Zeus’ Family (4) : Dionysos

Zeus a distribué à chacun des membres éminents de sa famille un rôle très particulier. De quoi dresser quelques portraits choisis…

Dans le panthéon grec, Dionysos est un dieu à part. Errant, vagabond, il est de partout et de nulle part. Dans le même temps, il exige d’être pleinement reconnu là où il est de passage. En particulier à Thèbes où il est né. Dieu errant, Dionysos représente en réalité la figure de l’autre, de ce qui est différent, déroutant, déconcertant. Aujourd’hui, tous ceux qui sont loin de chez eux et qui cherchent à être accueillis, les étrangers, les exilés, les migrants peuvent se retrouver en lui.

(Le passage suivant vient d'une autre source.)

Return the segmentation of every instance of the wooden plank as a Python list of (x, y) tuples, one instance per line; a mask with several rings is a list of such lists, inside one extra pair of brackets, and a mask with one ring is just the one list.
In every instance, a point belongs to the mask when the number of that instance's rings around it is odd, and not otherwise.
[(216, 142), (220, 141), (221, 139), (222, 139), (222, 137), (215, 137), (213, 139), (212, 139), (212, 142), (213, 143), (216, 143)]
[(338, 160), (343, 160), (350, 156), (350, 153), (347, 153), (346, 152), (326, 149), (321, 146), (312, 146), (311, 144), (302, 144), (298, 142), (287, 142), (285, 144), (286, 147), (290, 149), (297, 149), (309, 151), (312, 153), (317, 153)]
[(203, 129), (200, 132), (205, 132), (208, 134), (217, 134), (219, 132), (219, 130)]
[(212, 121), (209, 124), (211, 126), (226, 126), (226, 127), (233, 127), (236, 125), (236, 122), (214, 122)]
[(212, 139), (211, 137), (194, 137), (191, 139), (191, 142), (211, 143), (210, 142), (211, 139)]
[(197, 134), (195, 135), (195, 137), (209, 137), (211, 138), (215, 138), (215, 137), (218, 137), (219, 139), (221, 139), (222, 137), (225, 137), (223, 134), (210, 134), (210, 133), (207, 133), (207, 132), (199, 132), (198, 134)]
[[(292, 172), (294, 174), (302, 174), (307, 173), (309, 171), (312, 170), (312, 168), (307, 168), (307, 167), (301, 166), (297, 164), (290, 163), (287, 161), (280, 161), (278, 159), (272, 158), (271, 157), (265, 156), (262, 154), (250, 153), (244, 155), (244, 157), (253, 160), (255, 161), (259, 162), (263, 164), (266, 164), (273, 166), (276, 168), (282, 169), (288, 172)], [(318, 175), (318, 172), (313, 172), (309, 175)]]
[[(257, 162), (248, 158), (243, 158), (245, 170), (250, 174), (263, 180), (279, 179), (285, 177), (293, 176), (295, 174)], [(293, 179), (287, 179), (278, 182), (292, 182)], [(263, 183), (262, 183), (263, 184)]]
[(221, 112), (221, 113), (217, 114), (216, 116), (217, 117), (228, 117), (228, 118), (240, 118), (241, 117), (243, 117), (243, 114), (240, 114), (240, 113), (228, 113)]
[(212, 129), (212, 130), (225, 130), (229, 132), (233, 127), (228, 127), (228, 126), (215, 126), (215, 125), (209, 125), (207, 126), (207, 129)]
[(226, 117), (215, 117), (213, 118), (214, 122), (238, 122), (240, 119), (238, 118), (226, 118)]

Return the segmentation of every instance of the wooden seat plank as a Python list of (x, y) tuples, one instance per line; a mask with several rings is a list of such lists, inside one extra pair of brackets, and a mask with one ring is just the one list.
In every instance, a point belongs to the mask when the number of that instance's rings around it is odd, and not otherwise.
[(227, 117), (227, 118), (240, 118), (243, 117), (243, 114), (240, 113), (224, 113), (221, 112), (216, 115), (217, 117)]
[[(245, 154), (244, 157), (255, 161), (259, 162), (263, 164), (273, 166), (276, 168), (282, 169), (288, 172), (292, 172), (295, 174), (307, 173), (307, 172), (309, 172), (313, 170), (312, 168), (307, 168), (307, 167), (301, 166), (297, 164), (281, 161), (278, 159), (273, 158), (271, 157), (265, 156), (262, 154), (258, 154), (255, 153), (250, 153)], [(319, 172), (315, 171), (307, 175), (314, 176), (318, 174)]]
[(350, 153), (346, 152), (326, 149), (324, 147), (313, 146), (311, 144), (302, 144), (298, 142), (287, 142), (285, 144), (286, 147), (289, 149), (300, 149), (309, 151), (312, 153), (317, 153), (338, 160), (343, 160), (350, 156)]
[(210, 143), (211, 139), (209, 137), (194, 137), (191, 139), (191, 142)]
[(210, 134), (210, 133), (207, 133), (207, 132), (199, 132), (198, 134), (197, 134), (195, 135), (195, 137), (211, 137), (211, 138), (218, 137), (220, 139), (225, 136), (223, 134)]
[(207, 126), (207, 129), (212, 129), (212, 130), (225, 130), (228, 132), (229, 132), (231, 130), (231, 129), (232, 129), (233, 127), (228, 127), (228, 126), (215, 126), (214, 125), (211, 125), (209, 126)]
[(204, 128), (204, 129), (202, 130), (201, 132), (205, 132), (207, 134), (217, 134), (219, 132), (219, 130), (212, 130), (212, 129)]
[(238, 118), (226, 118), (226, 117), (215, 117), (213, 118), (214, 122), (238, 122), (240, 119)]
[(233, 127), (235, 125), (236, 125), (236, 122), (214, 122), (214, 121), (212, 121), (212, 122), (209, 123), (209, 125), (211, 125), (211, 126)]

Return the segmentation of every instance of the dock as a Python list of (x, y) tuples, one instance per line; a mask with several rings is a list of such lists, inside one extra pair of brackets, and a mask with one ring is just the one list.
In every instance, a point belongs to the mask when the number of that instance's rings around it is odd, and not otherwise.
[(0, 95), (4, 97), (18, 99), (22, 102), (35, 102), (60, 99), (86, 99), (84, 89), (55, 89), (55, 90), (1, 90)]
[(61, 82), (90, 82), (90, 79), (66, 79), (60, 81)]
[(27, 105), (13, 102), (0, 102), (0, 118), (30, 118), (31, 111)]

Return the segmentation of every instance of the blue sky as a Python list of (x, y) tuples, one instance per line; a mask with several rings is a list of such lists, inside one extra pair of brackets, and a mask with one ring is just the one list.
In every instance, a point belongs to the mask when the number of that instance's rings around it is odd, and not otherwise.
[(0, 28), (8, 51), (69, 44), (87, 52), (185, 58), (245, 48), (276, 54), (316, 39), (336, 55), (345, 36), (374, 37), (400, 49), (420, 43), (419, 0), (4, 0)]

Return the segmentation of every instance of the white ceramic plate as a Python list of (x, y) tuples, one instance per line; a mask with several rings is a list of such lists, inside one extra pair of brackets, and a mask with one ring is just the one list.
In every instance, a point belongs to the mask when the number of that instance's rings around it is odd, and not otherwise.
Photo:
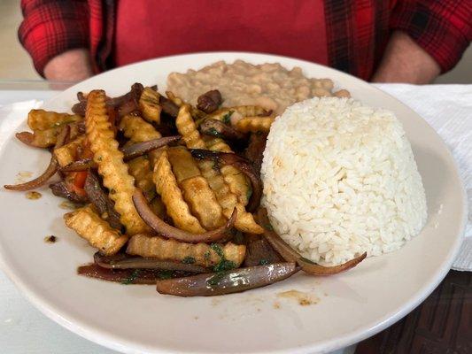
[[(61, 200), (47, 189), (28, 200), (0, 190), (0, 255), (11, 279), (28, 299), (59, 324), (89, 340), (127, 353), (305, 353), (333, 350), (394, 323), (420, 304), (448, 272), (461, 242), (465, 195), (453, 158), (439, 136), (408, 107), (369, 84), (315, 64), (249, 53), (204, 53), (164, 58), (104, 73), (59, 94), (44, 108), (67, 111), (77, 91), (104, 88), (109, 96), (135, 82), (165, 89), (167, 74), (217, 60), (280, 62), (309, 77), (331, 78), (364, 103), (388, 108), (410, 139), (428, 198), (421, 235), (401, 250), (362, 262), (339, 275), (298, 274), (243, 294), (209, 298), (161, 296), (153, 286), (123, 286), (76, 275), (95, 250), (62, 220)], [(23, 119), (0, 122), (0, 184), (20, 171), (37, 173), (48, 153), (23, 146), (14, 133)], [(442, 205), (442, 212), (438, 212)], [(55, 235), (58, 242), (46, 244)], [(297, 289), (317, 299), (301, 306), (278, 296)]]

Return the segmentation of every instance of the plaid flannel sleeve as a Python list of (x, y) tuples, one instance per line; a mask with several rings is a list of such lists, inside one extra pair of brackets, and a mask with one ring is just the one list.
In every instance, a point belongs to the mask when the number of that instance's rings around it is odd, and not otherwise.
[(21, 10), (19, 42), (42, 76), (52, 58), (89, 46), (87, 0), (21, 0)]
[(472, 2), (400, 0), (390, 26), (407, 33), (445, 73), (458, 63), (472, 40)]

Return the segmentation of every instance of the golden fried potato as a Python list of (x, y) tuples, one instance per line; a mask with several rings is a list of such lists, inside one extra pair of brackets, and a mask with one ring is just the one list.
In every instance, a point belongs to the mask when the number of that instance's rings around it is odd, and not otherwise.
[(238, 120), (234, 127), (241, 133), (268, 133), (275, 119), (274, 117), (246, 117)]
[(128, 241), (126, 235), (102, 219), (91, 205), (65, 214), (64, 219), (68, 227), (106, 256), (117, 253)]
[[(212, 151), (233, 152), (222, 139), (206, 136), (204, 140), (207, 149)], [(247, 177), (232, 165), (221, 166), (220, 170), (229, 190), (237, 196), (239, 203), (247, 205), (251, 191), (251, 182)]]
[(180, 183), (183, 180), (201, 174), (198, 165), (192, 158), (190, 151), (183, 146), (169, 148), (167, 150), (167, 158), (177, 182)]
[[(190, 114), (188, 105), (181, 107), (179, 115), (175, 119), (175, 125), (189, 149), (207, 149)], [(229, 219), (234, 208), (236, 207), (238, 212), (235, 223), (236, 227), (243, 232), (261, 234), (263, 232), (262, 227), (254, 221), (252, 215), (244, 210), (244, 206), (238, 203), (237, 196), (230, 190), (223, 179), (223, 175), (213, 168), (214, 163), (212, 161), (199, 161), (197, 165), (202, 175), (213, 190), (218, 203), (223, 208), (224, 216)], [(230, 173), (227, 174), (229, 175)], [(247, 192), (243, 194), (247, 196)]]
[(120, 129), (132, 142), (143, 142), (162, 137), (151, 124), (137, 116), (126, 115), (121, 118)]
[(158, 91), (145, 88), (139, 97), (139, 108), (143, 118), (150, 122), (160, 123), (159, 94)]
[(207, 229), (224, 225), (226, 219), (221, 206), (206, 180), (201, 176), (190, 152), (184, 147), (175, 147), (167, 150), (167, 156), (183, 199), (192, 214)]
[[(131, 142), (143, 142), (162, 137), (160, 133), (158, 132), (151, 124), (148, 123), (141, 117), (136, 116), (126, 115), (121, 118), (120, 129), (123, 131), (125, 136), (128, 138)], [(161, 151), (164, 151), (166, 149), (167, 149), (167, 147), (163, 146), (148, 154), (151, 167), (154, 167)]]
[[(174, 104), (175, 104), (179, 108), (181, 108), (182, 105), (188, 104), (181, 97), (176, 96), (171, 91), (166, 91), (166, 95), (167, 96), (167, 98), (170, 99), (174, 103)], [(191, 116), (196, 119), (203, 119), (205, 117), (206, 117), (206, 113), (205, 112), (200, 111), (198, 108), (193, 105), (189, 104), (189, 110), (190, 112)]]
[(190, 213), (189, 205), (183, 199), (182, 190), (172, 173), (166, 151), (160, 154), (154, 165), (153, 181), (156, 183), (156, 190), (175, 227), (194, 234), (204, 233), (205, 228), (202, 227), (198, 219)]
[(133, 204), (135, 179), (129, 175), (128, 165), (123, 162), (123, 153), (118, 149), (118, 142), (108, 119), (104, 91), (93, 90), (89, 94), (85, 127), (93, 159), (98, 165), (104, 186), (110, 190), (110, 198), (115, 202), (115, 210), (127, 233), (133, 235), (148, 231), (149, 227)]
[(200, 133), (197, 129), (197, 125), (190, 114), (190, 106), (183, 104), (175, 119), (177, 130), (185, 142), (189, 149), (205, 149), (204, 141), (200, 137)]
[(59, 164), (64, 167), (77, 159), (77, 148), (85, 142), (85, 135), (80, 135), (66, 145), (54, 149), (53, 154)]
[(212, 230), (225, 224), (223, 210), (204, 177), (191, 177), (182, 181), (179, 185), (183, 199), (204, 227)]
[(191, 260), (196, 266), (206, 267), (216, 266), (222, 260), (219, 253), (237, 267), (244, 260), (245, 252), (246, 246), (244, 244), (185, 243), (147, 235), (135, 235), (129, 239), (127, 248), (127, 253), (131, 255), (177, 262)]
[(156, 188), (152, 181), (152, 167), (147, 155), (140, 156), (128, 162), (129, 174), (135, 179), (135, 185), (143, 190), (148, 201), (156, 196)]
[(27, 115), (27, 125), (31, 130), (47, 130), (81, 119), (82, 118), (76, 114), (58, 113), (44, 110), (31, 110)]

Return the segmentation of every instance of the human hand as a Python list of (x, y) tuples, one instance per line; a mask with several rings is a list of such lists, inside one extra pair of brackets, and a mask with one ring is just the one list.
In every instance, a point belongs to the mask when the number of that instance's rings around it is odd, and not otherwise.
[(90, 53), (83, 48), (54, 57), (44, 67), (44, 76), (50, 81), (80, 81), (92, 75)]
[(373, 82), (425, 84), (441, 73), (439, 65), (408, 35), (392, 34)]

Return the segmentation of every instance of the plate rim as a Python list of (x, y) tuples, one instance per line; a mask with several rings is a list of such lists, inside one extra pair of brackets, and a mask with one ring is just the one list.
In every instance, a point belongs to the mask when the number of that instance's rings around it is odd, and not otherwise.
[[(127, 65), (120, 66), (112, 70), (109, 70), (107, 72), (102, 73), (98, 75), (93, 76), (89, 79), (87, 79), (83, 81), (78, 82), (77, 84), (72, 86), (71, 88), (58, 92), (56, 95), (54, 95), (51, 98), (47, 100), (43, 103), (43, 106), (47, 105), (49, 103), (53, 102), (57, 99), (58, 96), (63, 95), (66, 91), (72, 91), (74, 89), (76, 90), (77, 85), (83, 84), (87, 82), (88, 81), (91, 81), (94, 79), (97, 79), (97, 77), (104, 74), (110, 74), (111, 73), (114, 73), (116, 71), (122, 70), (123, 68), (129, 68), (132, 66), (139, 66), (142, 65), (144, 63), (150, 63), (150, 62), (159, 62), (161, 59), (169, 59), (172, 58), (181, 58), (181, 57), (198, 57), (201, 55), (214, 55), (214, 54), (220, 54), (220, 55), (239, 55), (242, 57), (243, 60), (247, 60), (247, 58), (244, 58), (245, 56), (263, 56), (263, 57), (270, 57), (274, 60), (277, 59), (290, 59), (295, 60), (300, 63), (303, 63), (305, 65), (315, 65), (323, 68), (323, 70), (327, 71), (327, 75), (329, 74), (328, 72), (329, 71), (335, 71), (340, 73), (341, 75), (346, 75), (351, 77), (352, 79), (354, 79), (355, 81), (361, 82), (363, 85), (368, 84), (371, 88), (374, 88), (376, 91), (381, 92), (384, 96), (388, 96), (391, 98), (394, 99), (398, 104), (403, 105), (407, 110), (412, 112), (414, 114), (415, 114), (417, 117), (420, 117), (429, 127), (429, 129), (433, 132), (434, 135), (436, 135), (442, 143), (442, 148), (445, 149), (447, 151), (448, 157), (450, 158), (451, 161), (453, 163), (454, 167), (454, 174), (458, 178), (458, 181), (460, 181), (460, 196), (461, 196), (461, 212), (462, 212), (462, 218), (460, 219), (460, 225), (459, 225), (459, 235), (456, 237), (456, 240), (454, 241), (454, 243), (453, 247), (451, 248), (450, 251), (448, 252), (447, 258), (443, 260), (441, 263), (441, 266), (437, 268), (437, 271), (434, 273), (433, 281), (426, 283), (422, 288), (420, 288), (416, 293), (414, 294), (410, 297), (410, 299), (403, 304), (402, 306), (398, 311), (394, 311), (393, 314), (388, 313), (382, 318), (379, 318), (379, 319), (376, 321), (376, 324), (373, 326), (365, 325), (361, 327), (356, 328), (354, 330), (352, 330), (351, 332), (347, 334), (342, 335), (342, 338), (334, 338), (334, 339), (329, 339), (321, 342), (318, 342), (315, 344), (306, 344), (303, 346), (297, 347), (296, 349), (289, 348), (284, 350), (259, 350), (259, 351), (254, 351), (253, 353), (305, 353), (308, 351), (313, 350), (321, 350), (321, 351), (329, 351), (329, 350), (335, 350), (339, 348), (343, 348), (356, 342), (359, 342), (360, 341), (362, 341), (365, 338), (368, 338), (369, 336), (374, 335), (375, 334), (383, 330), (389, 326), (391, 326), (398, 320), (401, 319), (404, 316), (406, 316), (407, 313), (409, 313), (414, 307), (416, 307), (418, 304), (422, 303), (424, 299), (431, 294), (431, 292), (437, 287), (437, 285), (444, 280), (449, 270), (451, 269), (451, 266), (453, 265), (455, 258), (457, 257), (460, 245), (464, 239), (464, 233), (465, 233), (465, 227), (467, 223), (467, 216), (468, 216), (468, 204), (467, 204), (467, 194), (465, 190), (465, 186), (463, 183), (462, 179), (460, 178), (460, 174), (459, 173), (459, 167), (457, 161), (453, 158), (453, 154), (451, 153), (451, 150), (449, 147), (445, 144), (444, 140), (441, 138), (441, 136), (430, 127), (430, 125), (416, 112), (414, 112), (412, 108), (410, 108), (407, 104), (404, 104), (402, 101), (397, 99), (393, 96), (390, 95), (389, 93), (383, 91), (382, 89), (376, 88), (375, 86), (373, 86), (368, 81), (365, 81), (361, 79), (359, 79), (357, 77), (352, 76), (346, 73), (343, 73), (339, 70), (333, 69), (331, 67), (328, 67), (317, 63), (313, 63), (307, 60), (298, 59), (296, 58), (290, 58), (286, 56), (279, 56), (279, 55), (272, 55), (267, 53), (258, 53), (258, 52), (247, 52), (247, 51), (205, 51), (205, 52), (197, 52), (197, 53), (186, 53), (186, 54), (179, 54), (179, 55), (173, 55), (173, 56), (166, 56), (162, 57), (159, 58), (151, 58), (148, 60), (140, 61), (137, 63), (129, 64)], [(216, 59), (215, 59), (216, 60)], [(196, 65), (198, 66), (198, 65)], [(18, 121), (21, 122), (21, 121)], [(113, 335), (112, 333), (103, 332), (100, 328), (95, 327), (93, 324), (87, 324), (83, 323), (81, 320), (78, 320), (74, 318), (74, 316), (67, 316), (67, 313), (66, 311), (61, 311), (58, 306), (54, 306), (53, 304), (50, 304), (50, 301), (47, 300), (44, 296), (41, 296), (38, 294), (36, 294), (33, 289), (30, 289), (28, 284), (22, 281), (21, 278), (18, 276), (18, 274), (15, 273), (13, 268), (10, 266), (11, 265), (8, 264), (8, 255), (5, 254), (5, 250), (4, 250), (4, 247), (2, 246), (2, 243), (0, 242), (0, 266), (2, 270), (5, 273), (7, 277), (15, 284), (17, 289), (19, 289), (21, 294), (35, 306), (41, 312), (43, 312), (44, 315), (46, 315), (50, 319), (54, 320), (55, 322), (58, 323), (60, 326), (67, 328), (71, 332), (74, 332), (82, 338), (85, 338), (87, 340), (89, 340), (93, 342), (96, 342), (99, 345), (104, 346), (106, 348), (118, 350), (120, 352), (125, 353), (189, 353), (189, 351), (175, 351), (175, 350), (170, 350), (167, 347), (149, 347), (147, 345), (143, 345), (137, 342), (132, 342), (132, 341), (127, 341), (122, 338), (118, 337), (116, 335)], [(193, 350), (192, 352), (204, 352), (201, 350)]]

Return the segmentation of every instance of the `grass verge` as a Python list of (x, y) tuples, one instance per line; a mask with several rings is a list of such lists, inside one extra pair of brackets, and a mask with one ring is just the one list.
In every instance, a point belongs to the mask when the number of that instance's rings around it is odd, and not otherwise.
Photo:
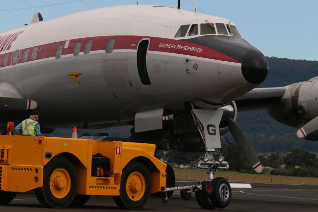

Tout commence avec Sémélé, jeune mortelle et maîtresse de Zeus (encore une !), ayant succombé à ses charmes. Laquelle vint à douter de la véritable identité de son amant qui ne lui était jamais apparu que sous forme humaine. Elle lui demanda alors, sous l’insistance de Héra, qui en réalité lui tendait là un piège (ah ! jalousie quand tu nous tiens !), de prouver qu’il était bien le dieu des dieux et de se présenter à elle dans toute la splendeur due à son rang. Souhait en vérité impossible à réaliser, car interdit par la loi : jamais un dieu ne peut apparaître aux hommes sous sa forme véritable. Il doit se transformer, sauf à engendrer de terribles présages. Et pourtant, pour la garder, Zeus va y consentir. Grave erreur : Sémélé, foudroyée par la luminosité et le flamboiement de son amant, brûlera dans les flammes.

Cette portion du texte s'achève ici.